Estate and succession planning

Similar to cryptocurrency, estate and asset succession must be well thought out by NFT owners. The only way to secure a smooth succession is to guarantee that future beneficiaries can access private keys, passcodes and related security settings.

Involving third-party legal assistance can be an option. However, blockchains must find easy ways for successors to access digitally stored assets without resorting to intermediate players.

Environmental impact of NFTs

One of the main issues that many investors face with nonfungible tokens is that NFTs can be bad for the environment and the actions that can be taken to legally prevent problems for businesses tied to NFTs that are inefficient from an energy perspective.

Environmental issues are increasingly higher on the corporate agenda, especially in terms of governments’ endorsed policies. Therefore, NFT-related businesses should align with such policies by making public disclosures on their websites and pre-agreement documentation.

Recently, a controversial proposed regulation by the EU aimed at restricting usage of proof-of-work (PoW) blockchains because of their environmental issues, which would have inevitably affected the NFT market. However, the law was rejected by the European Parliament to the relief of the cryptocurrency community.

Risk of fraud

Despite the immutability, transparency and time-stamped ownership properties of blockchain technology, the risk of fraud endures across the market because all these properties are only valuable after the data is encoded in the blockchain.

In essence, the existing data cannot be forged, but any bad actor can embed fraudulent data in the blockchain. For instance, they could mint the replica of an NFT that does not belong to them without the creator’s permission.

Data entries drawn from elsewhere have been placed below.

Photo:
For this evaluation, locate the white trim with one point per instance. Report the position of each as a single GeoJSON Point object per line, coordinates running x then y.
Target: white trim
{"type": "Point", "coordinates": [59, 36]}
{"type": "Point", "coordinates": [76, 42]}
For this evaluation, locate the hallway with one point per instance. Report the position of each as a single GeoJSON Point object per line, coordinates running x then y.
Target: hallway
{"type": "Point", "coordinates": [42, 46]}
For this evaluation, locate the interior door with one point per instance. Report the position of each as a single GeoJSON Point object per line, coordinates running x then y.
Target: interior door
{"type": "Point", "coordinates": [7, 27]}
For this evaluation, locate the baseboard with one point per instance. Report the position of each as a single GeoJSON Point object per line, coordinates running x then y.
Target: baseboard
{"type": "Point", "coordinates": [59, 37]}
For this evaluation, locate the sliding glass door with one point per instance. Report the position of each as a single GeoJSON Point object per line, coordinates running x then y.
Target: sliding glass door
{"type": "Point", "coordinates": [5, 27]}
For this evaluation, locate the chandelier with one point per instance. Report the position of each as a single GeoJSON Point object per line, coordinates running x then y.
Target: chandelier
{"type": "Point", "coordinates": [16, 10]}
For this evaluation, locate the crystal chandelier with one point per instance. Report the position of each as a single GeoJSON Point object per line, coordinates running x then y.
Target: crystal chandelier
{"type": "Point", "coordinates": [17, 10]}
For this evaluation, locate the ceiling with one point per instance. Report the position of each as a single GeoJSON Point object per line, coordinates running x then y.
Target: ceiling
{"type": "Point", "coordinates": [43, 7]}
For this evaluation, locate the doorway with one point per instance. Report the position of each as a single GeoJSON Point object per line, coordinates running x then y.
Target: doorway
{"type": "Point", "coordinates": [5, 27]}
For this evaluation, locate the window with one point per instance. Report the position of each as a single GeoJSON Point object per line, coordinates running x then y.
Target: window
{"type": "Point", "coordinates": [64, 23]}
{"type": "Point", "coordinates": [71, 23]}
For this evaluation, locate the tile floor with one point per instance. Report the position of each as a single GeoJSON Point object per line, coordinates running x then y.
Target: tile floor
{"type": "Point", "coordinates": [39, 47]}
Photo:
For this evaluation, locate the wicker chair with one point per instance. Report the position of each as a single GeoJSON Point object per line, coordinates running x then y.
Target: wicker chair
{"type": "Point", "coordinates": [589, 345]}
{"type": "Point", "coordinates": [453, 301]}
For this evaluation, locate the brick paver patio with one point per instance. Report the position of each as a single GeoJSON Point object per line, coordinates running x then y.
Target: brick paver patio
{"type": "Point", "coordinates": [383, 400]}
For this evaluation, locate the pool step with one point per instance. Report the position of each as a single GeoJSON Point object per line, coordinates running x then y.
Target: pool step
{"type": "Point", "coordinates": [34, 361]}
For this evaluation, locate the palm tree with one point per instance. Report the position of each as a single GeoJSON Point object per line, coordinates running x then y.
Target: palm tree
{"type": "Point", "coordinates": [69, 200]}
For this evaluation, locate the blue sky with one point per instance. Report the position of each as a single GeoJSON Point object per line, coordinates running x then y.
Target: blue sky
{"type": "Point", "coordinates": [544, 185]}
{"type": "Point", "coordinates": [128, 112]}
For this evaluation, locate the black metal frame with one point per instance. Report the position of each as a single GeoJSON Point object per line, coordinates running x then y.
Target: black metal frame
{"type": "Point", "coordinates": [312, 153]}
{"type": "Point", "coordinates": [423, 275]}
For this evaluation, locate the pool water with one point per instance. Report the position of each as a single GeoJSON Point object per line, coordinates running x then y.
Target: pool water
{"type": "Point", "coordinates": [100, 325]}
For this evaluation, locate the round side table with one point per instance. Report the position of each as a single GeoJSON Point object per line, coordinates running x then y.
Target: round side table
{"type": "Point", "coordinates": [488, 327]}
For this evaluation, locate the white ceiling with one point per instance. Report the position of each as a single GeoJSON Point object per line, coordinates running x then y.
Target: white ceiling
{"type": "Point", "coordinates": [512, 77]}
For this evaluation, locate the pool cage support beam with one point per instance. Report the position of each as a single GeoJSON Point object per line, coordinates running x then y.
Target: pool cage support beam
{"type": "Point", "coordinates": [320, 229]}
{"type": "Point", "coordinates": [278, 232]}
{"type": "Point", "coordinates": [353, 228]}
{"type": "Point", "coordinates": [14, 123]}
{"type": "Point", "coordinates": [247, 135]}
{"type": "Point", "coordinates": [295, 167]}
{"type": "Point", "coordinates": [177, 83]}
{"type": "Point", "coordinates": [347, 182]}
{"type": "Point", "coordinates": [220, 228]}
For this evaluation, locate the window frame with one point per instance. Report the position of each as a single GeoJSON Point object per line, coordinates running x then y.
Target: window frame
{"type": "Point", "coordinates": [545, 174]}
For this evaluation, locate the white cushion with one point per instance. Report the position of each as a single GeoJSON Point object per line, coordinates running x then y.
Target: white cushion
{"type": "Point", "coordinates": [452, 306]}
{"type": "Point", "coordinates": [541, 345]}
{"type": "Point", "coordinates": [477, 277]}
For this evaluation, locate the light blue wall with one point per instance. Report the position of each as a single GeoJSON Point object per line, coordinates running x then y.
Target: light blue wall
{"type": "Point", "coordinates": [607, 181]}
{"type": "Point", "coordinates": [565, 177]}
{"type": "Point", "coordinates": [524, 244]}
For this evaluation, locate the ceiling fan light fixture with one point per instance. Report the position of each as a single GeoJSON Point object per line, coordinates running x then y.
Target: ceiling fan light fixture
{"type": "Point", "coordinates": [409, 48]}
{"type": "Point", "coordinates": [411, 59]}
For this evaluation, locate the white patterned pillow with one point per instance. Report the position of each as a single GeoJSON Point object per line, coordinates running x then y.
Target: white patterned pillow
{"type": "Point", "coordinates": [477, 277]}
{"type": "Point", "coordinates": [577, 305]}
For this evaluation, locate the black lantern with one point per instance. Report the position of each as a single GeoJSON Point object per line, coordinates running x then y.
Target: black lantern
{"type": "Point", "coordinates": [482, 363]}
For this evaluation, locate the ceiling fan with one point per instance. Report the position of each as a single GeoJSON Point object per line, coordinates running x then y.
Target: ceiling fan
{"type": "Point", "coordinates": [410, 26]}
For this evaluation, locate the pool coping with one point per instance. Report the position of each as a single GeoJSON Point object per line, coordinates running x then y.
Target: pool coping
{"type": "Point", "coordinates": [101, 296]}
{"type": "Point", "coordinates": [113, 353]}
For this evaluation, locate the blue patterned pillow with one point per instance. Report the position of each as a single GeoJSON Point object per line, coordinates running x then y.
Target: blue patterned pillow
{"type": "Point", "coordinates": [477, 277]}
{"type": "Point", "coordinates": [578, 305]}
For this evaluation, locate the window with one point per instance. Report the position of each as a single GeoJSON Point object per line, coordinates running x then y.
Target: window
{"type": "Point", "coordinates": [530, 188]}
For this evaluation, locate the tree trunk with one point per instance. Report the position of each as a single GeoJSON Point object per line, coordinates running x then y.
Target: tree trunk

Notorious is the case over a fake Banksy that raised $1 million in ETH from NFT sales last year. Before investing a large amount of money into an asset, further and thorough research into the NFT’s history and storage should always be assessed.

Taxation aspects

Can you make money with NFTs? The simple answer is yes. However, considering the risks, the legal and the tax implications, you need to assess if NFTs are worth it and if they have a future.

As with cryptocurrencies, the law has been slow to catch up with NFTs’ legal issues and taxation, remaining a somewhat gray area in determining where NFTs fall within the tax purposes framework.

NFTs tax treatment for creators vs. investors

As taxes and related regulations are different worldwide, NFT creators and investors should familiarize themselves with local laws. NFTs are subject to taxation everywhere, and the terms and amounts owed will depend on the nature of the business. Are you the artist or the investor of the NFT?

In simple terms, creating an NFT does not fall under the category of a taxable event. Selling it as a regular business or investment is a different story.

The NFT creator who sells the digital asset for ETH on one of the available marketplaces would be charged an income tax on the settlement received. If the creator immediately converts the ETH received into any fiat currencies, then a taxable event is triggered as capital gains/loss.

If the sale happens after one year, for example, the taxable amount is different and calculated according to the local jurisdiction tax laws. Some define that when an asset is held longer, the taxes are usually expected to be of a smaller amount.

The purchaser who buys the NFT for ETH, on the other hand, will have to settle for capital gains or losses, depending on whether the value of ETH has grown or fallen since it was acquired.

The future of the NFT regulatory landscape

The current legislative framework is not designed for the rapidly evolving cryptocurrency environment and the fast rise of NFTs.

These types of digital assets are expected to be increasingly employed in everyday life — from the Metaverse virtual existence to real-world applications like identification or academic certificates — which means that any future regulation will have a crucial impact on the way they will be used. Regulators will have a responsibility in offsetting NFT laws without hindering innovation and adoption.